A COGCC spokeswoman said Thursday: “COGCC’s new mission (is) to regulate, not foster, oil and gas development in a manner that is protective of public health, safety, welfare, the environment and wildlife resources.”
Asked for response from the governor on Thursday, Polis spokeswoman Shelby Wieman replied:
“When we embarked on the historic passage of Senate Bill 181, we knew fundamental changes were necessary to enhance protection of health, safety and the environment, provide local governments a seat at the table, and cultivate more regulatory certainty for industry in the wake of years of ballot initiatives. And while we don’t provide comments on the specifics of an ongoing regulatory process, we have full faith in our staff and commissioners at the Oil and Gas Commission to implement the legislation in a manner that achieves these critical objectives while working with a diverse set of stakeholders.”
The COGCC – now a seven-member group with five full-time paid professionals and two non-voting members with the U.S. Department of Natural Resources and the Colorado Department of Public Health and Environment – has been working since early September on the vast rule changes. The changes are expected to be finalized, at the latest, by Dec. 1.
The legislators Thursday pointed to a 2018 study on the economic impact of a 2,000-foot setback showing that up to 85 percent of all private, non-federal land, would be undevelopable – and higher in the top-producing counties like Weld, where the percentage goes up to 94.
They used arguments from the fight against 112 in 2018: The setback distance is “arbitrary” and not based on science; setback rules can’t be applied statewide as rural and urban land is used differently; the rules don’t improve health/safety of nearby wildlife or residents, the rule amounts to a “taking” of land from mineral rights royalty owners, farmers and ranchers.
The rhetoric grew heated Thursday.
“This commission is escalating the war on rural Colorado,” said Sen.
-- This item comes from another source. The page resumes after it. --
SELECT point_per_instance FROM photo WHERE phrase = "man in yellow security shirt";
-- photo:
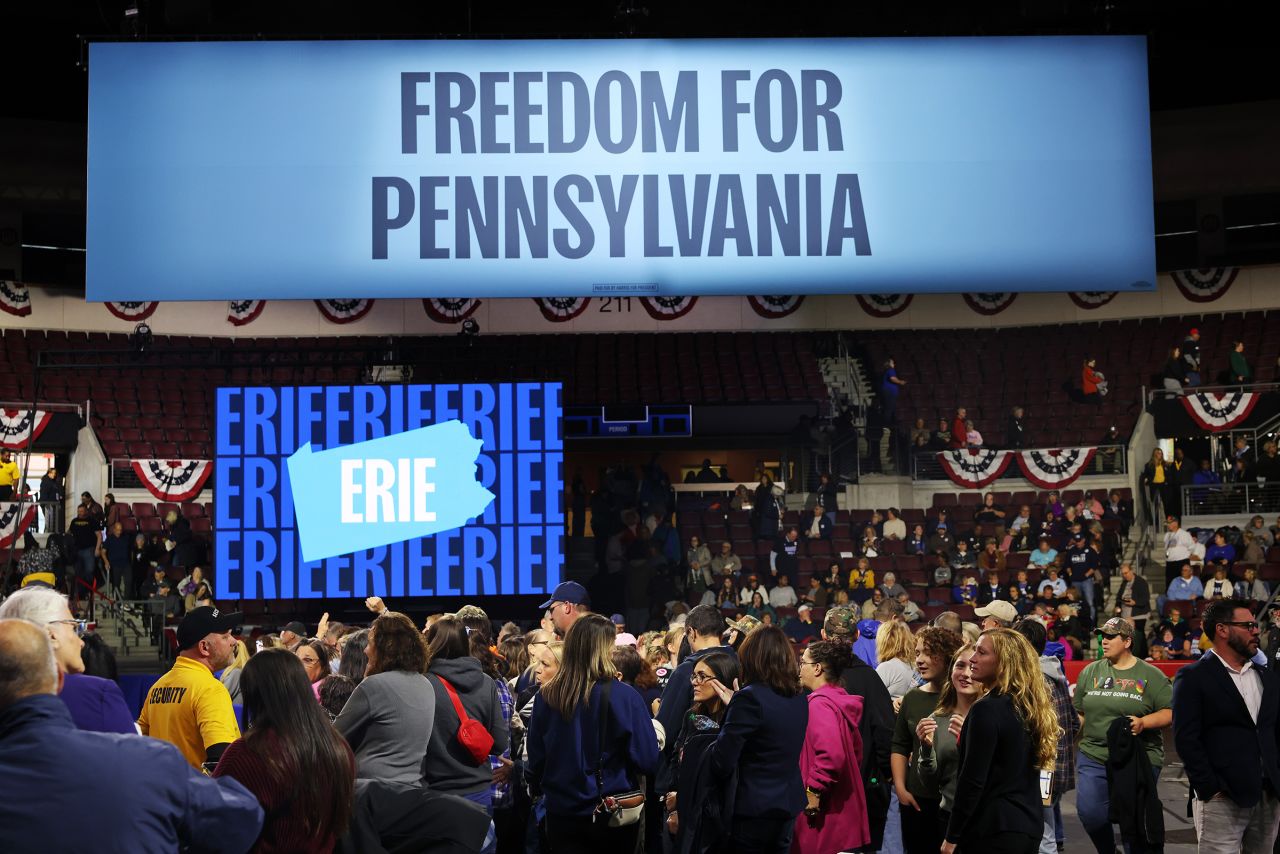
(188, 707)
(9, 475)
Jerry Sonnenberg, R-Sterling. “This rule would cause us to lose the number one economic driver in the state.”
Rep. Perry Will, R-New Castle, said he’s seen “several industry people” and at least one company leaving Colorado because of the uncertainty surrounding the setback rules. He mentioned Petrox Resources Inc. in LaPlata County specifically.
Michael J. Clark, owner of Petrox Resources Inc., said they can’t do business anymore in Colorado because of SB181 and the new commission.
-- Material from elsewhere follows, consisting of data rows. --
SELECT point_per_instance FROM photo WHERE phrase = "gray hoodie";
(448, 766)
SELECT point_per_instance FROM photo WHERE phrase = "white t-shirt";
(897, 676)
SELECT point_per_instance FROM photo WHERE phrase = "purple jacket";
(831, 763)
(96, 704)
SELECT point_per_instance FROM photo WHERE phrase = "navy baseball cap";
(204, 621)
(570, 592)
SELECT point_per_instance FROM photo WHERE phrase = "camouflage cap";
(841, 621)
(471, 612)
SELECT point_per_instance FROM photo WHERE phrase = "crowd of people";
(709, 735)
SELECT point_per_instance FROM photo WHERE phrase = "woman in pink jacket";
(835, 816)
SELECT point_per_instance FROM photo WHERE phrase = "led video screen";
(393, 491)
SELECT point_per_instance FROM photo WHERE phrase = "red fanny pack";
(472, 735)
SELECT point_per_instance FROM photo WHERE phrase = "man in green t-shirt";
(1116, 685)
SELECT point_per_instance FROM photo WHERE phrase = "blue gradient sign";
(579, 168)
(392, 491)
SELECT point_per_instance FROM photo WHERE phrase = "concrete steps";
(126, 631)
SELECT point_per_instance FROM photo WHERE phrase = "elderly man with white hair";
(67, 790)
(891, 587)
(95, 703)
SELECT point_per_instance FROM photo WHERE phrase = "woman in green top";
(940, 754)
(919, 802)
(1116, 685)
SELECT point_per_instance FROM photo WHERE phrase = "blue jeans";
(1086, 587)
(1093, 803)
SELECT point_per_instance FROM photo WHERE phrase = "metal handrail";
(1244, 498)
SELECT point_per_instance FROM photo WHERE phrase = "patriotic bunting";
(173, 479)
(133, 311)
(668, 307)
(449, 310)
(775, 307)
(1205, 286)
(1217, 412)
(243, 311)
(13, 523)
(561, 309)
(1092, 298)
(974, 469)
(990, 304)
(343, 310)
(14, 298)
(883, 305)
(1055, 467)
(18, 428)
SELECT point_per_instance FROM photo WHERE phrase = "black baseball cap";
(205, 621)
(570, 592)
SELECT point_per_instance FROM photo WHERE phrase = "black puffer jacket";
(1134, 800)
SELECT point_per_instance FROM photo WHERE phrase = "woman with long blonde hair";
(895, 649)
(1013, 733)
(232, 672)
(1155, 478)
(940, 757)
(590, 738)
“Next it will be the (setbacks) from the waterways and wetlands,” Clark said, adding “there are other states where there’s a lot less uncertainty.”
Petrox has mineral rights and interests in La Plata, but more in Archuleta County, in the vicinity of the San Juan River and on the San Juan basin. While they only have fewer than 10 employees in the state now, they typically can operate up to two or three wells which employ some 40-50 workers.
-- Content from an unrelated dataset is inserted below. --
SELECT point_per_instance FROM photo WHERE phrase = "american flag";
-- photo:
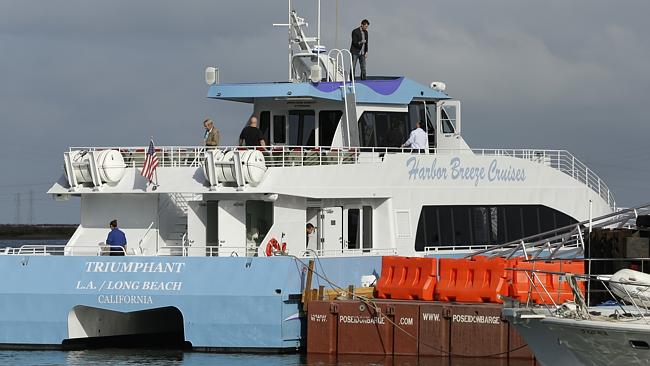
(150, 162)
Clark said the first round of rules from the new commission included “horribly punitive fines” that run anywhere from $50,000 to $200,000, but they were willing to work in that environment. With the ambiguity in the setback rules being changed, and possible litigation costs of getting appeals through the commission, Clark said his investors are not willing to put up the money for operations in Colorado.
Clark said he comes from a third-generation oil and gas family in Colorado and is sad to have to leave.
“It’s obvious the Democrats and Gov. Polis don’t want to have the oil and gas industry in Colorado,” he said.